Secured Party has a perfected security interest in the desks and chairs but not in the other office equipment. The photocopier, telecopier and cash register should have been identified in the granting clause by manufacturer's serial number.
The security interest is not perfected because, under revised Article 9, the debtor must authorize the secured party to file financing statements and no such authorization is recited in the fact pattern presented.
The security interest of Secured Party is not perfected because use of a very general phrase such as "all personal property of the Debtor" is not a sufficient description of collateral to use in a granting clause.
Debtor signs a security agreement that states: 'Debtor hereby grants to Secured Party a security interest in all of its inventory and accounts to secure repayment of the $1000 note of Debtor delivered to Secured Party on July 1, 2012.' Secured Party advances $1000 to Debtor. Financing statements are filed promptly by Secured Party in the appropriate filing offices that describe the collateral as 'all personal property of the Debtor.' Two years later, Debtor files for bankruptcy. Secured Party claims a perfected security interest in Debtor's inventory and accounts.

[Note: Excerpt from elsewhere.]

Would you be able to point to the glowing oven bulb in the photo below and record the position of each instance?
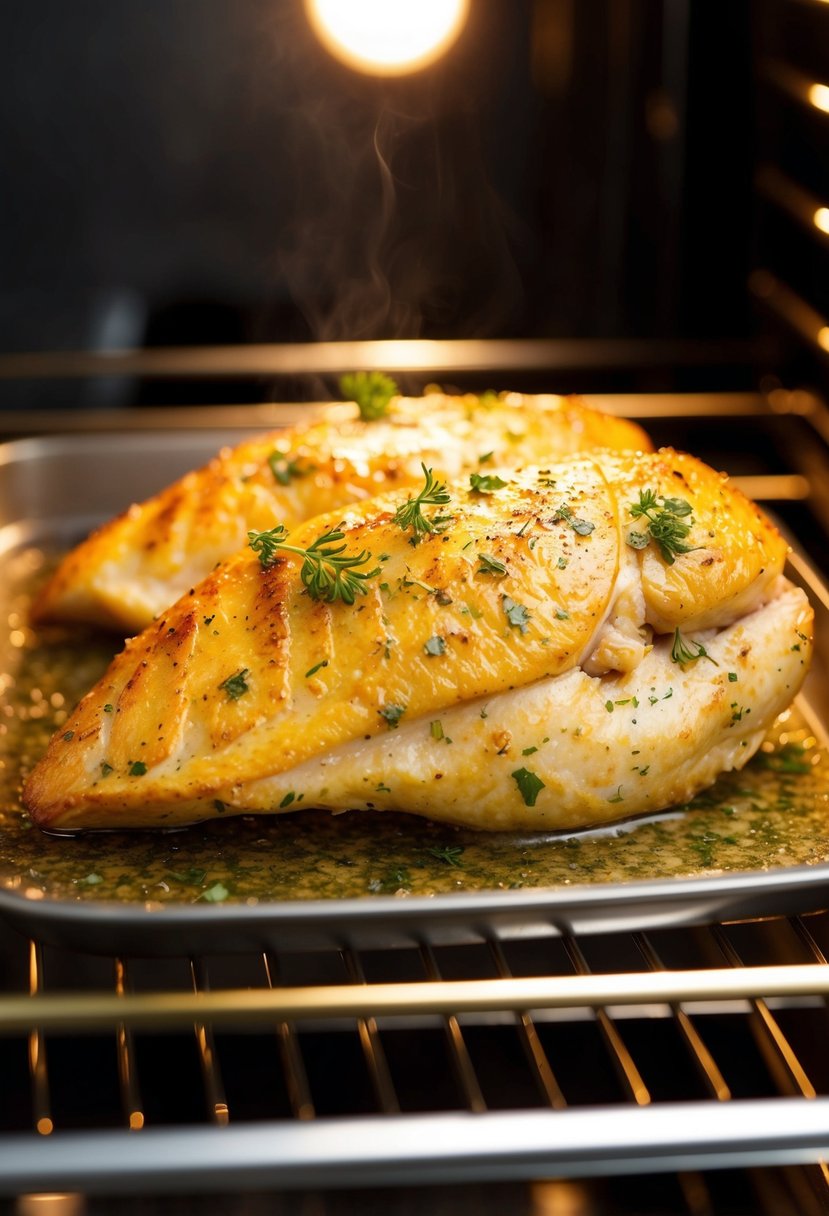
(387, 37)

The security interest is perfected.
The security interest was not properly created. The description of collateral using general terms is too vague to create a security interest under the UCC.
The security interest was properly created but not perfected by the filing of the financing statement. The description of collateral contained in the financing statement is too vague and general under the UCC.

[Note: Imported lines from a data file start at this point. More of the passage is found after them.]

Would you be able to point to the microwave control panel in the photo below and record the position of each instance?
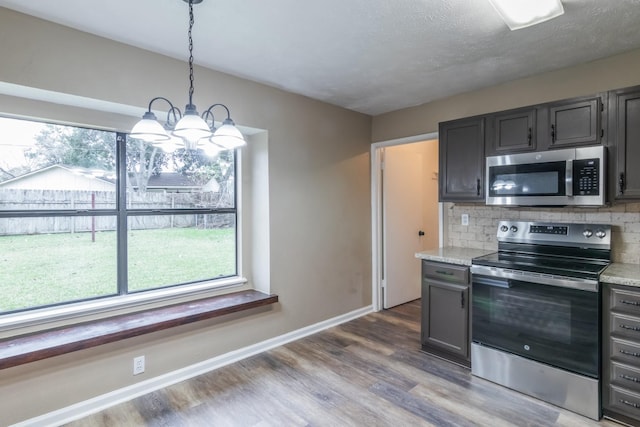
(586, 177)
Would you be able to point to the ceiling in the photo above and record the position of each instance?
(371, 56)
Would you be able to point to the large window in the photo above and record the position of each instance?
(88, 214)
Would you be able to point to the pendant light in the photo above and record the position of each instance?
(188, 130)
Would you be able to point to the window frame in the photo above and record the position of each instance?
(40, 318)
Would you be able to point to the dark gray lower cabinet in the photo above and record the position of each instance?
(445, 311)
(621, 353)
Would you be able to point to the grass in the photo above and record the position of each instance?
(38, 270)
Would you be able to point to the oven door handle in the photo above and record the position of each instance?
(498, 283)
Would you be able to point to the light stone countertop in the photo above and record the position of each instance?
(621, 274)
(453, 255)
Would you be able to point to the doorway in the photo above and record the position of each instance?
(407, 217)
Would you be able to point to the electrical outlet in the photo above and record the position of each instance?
(138, 365)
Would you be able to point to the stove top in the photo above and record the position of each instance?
(555, 265)
(551, 249)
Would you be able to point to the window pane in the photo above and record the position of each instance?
(51, 260)
(158, 179)
(47, 166)
(165, 250)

The security interest was properly created but not perfected because the description of collateral in the granting clause does not match the description of collateral contained in the financing statement.

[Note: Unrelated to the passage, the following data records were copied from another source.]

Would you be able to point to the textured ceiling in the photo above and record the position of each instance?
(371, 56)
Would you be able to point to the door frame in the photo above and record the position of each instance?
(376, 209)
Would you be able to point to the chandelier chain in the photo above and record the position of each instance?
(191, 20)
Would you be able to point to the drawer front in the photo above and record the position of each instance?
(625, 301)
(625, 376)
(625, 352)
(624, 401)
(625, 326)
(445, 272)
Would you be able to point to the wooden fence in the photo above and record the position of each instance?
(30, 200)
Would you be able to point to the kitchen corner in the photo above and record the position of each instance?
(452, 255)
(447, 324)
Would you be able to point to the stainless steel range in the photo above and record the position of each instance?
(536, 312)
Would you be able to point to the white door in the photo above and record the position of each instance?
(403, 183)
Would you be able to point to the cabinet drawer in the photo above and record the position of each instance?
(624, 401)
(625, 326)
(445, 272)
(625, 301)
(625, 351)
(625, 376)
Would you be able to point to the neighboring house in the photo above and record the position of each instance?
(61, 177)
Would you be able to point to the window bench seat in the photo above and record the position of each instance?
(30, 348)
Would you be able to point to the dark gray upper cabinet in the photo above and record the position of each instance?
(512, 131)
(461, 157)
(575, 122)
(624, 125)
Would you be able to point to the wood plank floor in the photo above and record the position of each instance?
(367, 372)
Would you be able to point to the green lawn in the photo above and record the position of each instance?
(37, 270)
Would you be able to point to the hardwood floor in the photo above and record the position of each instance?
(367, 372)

Debtor signs a security agreement that states: 'Debtor hereby grants to Secured Party a security interest in its equipment, inventory and accounts to secure repayment of the $1000 note of Debtor delivered to Secured Party on July 1, 2012.' Secured Party advances $1000 to Debtor. Financing statements are filed promptly by Secured Party in the appropriate filing offices that describe the collateral as 'equipment, inventory and accounts of the Debtor.' Two years later, Debtor files for bankruptcy. Secured Party claims a perfected security interest in Debtor's then existing equipment, inventory and accounts. Since July 1, 2012 Debtor has retained some equipment, disposed of other equipment and acquired a substantial amount of new equipment. All the inventory and receivables in existence on July 1, 2012 have been sold and collected. All the inventory and receivables in existence at the time of filing of bankruptcy were acquired after July 1, 2012.
Secured Party does not hold a perfected security interest in any of the after-acquired collateral because the financing statement description of collateral does not mention after acquired collateral.
Secured Party does not hold a perfected security interest in any of the after-acquired collateral because the description of collateral in the granting clause of the security agreement does not mention after acquired collateral.
Secured Party does not have a security interest in the after-acquired collateral because the granting clause did not describe the collateral as 'all' equipment, inventory and accounts of the Debtor. Use of the the word 'all' in the security agreement would have given the interest in after-acquired property but it need not have been used in the financing statement.
The Secured Party has a security interest in after-acquired inventory and accounts but not in after-acquired equipment of the Debtor.